Kids Hope USA
- Founded: October 1994
- Type: Educational organization
- Tax ID no.: 38-3624308
- Location(s): 201 W. Washington Ave Suite 20 Zeeland, MI 49464;
- Coordinates: 42°48′33″N 86°01′23″W﻿ / ﻿42.809129°N 86.0231209°W
- Region served: United States
- Key people: Karen Pearson (President)
- Revenue: $2.08 Million
- Employees: 23
- Volunteers: 11,652
- Website: www.kidshopeusa.org

= Kids Hope USA =

Kids Hope USA is a national, non-profit organization that facilitates mentoring relationships through a church-school partnership. The nonprofit aims to equip churches to make a lasting community impact. Kids Hope USA connects the local church with a local elementary school and helps operate a school-based mentoring program. In a Kids Hope USA mentor program, students meet once a week for one hour with a mentor—someone who is there just for them. This one-on-one adult attention in a student’s life makes a difference.

== History ==
Kids Hope USA was founded in 1994. After asking experts in law enforcement, education, religion, and health and human services how churches could address the needs of a growing number of children, a unanimous answer was given: Churches that mobilize and train their members to form one-to-one relationships with children can make a profound difference in their lives. Responding to this, in February 1995, Kids Hope USA initiated three partnership sites in Michigan. These programs sparked interest in many other communities, where church and school representatives soon requested program information.
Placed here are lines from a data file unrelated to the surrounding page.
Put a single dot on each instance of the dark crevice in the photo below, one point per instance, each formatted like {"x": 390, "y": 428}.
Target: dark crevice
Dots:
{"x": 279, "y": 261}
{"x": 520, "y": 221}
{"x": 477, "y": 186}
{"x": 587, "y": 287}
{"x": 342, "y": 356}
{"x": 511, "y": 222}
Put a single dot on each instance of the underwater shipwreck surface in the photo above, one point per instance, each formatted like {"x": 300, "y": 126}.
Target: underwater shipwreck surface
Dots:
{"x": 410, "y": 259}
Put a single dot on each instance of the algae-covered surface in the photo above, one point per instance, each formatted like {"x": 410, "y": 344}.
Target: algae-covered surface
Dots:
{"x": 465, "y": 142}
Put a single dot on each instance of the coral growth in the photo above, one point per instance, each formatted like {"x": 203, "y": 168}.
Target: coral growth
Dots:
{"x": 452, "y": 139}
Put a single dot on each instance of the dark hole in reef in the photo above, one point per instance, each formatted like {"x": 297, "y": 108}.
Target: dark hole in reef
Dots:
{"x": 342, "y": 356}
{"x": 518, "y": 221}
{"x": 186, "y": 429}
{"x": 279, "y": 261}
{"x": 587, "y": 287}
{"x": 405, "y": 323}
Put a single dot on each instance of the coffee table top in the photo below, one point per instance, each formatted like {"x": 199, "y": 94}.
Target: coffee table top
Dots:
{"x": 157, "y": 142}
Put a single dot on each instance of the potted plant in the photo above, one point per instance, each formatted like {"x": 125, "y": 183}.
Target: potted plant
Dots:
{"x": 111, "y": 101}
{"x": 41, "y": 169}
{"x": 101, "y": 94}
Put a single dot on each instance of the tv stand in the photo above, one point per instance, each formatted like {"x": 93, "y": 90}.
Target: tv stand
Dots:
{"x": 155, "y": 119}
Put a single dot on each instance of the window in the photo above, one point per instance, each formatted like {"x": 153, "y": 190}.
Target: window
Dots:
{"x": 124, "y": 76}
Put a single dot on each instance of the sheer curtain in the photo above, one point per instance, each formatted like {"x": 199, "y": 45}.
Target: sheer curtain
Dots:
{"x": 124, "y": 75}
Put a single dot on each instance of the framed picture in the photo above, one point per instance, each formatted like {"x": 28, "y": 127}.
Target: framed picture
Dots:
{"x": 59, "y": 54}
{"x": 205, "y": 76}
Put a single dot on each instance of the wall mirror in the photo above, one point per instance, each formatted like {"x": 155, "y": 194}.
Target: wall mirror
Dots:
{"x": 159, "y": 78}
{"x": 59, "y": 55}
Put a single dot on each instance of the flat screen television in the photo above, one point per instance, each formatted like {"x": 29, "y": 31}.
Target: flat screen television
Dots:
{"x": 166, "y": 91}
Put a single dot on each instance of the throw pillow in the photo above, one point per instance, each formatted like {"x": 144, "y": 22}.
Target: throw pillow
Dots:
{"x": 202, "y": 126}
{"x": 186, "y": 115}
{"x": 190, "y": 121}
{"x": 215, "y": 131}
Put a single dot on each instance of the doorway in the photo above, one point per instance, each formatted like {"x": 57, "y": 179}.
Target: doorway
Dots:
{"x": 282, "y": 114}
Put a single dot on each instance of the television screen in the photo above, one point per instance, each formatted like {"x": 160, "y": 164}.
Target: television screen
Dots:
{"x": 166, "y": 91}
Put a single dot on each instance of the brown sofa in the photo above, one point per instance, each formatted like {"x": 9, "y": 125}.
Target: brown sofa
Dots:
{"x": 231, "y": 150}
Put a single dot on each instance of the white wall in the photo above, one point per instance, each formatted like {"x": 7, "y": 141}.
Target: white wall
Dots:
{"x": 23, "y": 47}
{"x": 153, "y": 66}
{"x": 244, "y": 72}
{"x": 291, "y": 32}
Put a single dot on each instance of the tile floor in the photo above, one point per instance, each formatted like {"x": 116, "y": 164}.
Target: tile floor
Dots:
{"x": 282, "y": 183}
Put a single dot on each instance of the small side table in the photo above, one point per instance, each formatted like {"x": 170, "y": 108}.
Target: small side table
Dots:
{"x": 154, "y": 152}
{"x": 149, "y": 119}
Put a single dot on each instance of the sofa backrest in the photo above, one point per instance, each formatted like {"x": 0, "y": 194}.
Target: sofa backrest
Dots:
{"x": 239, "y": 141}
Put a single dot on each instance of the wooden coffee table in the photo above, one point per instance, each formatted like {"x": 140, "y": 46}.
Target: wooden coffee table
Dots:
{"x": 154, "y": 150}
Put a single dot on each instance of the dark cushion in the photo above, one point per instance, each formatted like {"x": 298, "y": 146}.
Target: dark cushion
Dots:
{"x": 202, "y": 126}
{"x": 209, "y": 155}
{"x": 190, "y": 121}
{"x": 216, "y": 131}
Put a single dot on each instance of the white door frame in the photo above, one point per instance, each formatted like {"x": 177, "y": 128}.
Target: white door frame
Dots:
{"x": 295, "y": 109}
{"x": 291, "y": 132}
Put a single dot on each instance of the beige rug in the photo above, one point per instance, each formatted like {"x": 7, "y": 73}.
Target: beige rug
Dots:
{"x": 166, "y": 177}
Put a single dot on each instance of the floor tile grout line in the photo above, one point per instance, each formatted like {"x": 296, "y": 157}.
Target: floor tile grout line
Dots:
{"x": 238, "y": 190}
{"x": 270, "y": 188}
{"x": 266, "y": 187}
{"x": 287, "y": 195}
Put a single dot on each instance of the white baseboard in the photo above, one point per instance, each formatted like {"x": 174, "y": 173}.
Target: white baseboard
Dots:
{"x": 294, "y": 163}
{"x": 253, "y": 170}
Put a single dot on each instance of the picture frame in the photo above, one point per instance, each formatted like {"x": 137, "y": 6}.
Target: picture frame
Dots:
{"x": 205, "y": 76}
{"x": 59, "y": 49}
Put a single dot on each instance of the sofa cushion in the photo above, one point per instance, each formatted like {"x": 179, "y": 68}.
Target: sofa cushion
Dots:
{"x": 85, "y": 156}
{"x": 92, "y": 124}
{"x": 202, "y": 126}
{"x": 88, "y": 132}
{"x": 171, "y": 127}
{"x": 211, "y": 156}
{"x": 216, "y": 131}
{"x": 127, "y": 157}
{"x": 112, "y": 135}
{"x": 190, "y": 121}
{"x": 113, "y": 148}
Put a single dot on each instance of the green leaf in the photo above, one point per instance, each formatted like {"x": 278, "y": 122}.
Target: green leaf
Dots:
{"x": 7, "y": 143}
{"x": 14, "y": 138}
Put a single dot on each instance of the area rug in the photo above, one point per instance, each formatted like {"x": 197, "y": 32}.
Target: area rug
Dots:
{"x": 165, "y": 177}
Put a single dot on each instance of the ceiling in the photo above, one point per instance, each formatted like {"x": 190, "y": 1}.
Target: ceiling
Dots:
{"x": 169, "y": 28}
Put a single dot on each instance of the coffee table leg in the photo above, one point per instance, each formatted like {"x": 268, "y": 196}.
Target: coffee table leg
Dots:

== The Kids Hope USA Way ==
The Kids Hope USA model was designed to teach churches how to create meaningful mentoring relationships with public elementary schoolchildren and provide hope and encouragement during their time together.

One Student: A public elementary or middle school child who benefits from a relationship with a caring and consistent adult.

One Mentor: For an hour each week, a screened and trained mentor spends time with their student and provides friendship, engages in game play, and even helps with some basic academic skills.

How it works: A committed congregation takes ownership of the program and provides a screened and trained mentor and a behind-the-scenes prayer partner. If successful the intervention can increase the social, emotional, and academic skills of children, at no cost to the school.

30 years later, Kids Hope USA exists in 33 states with 11,652 lives impacted during the 2023–2024 school year. Located in urban, suburban and rural communities, these churches range in size from 40 to 5,000 members and represent over 30 different denominations.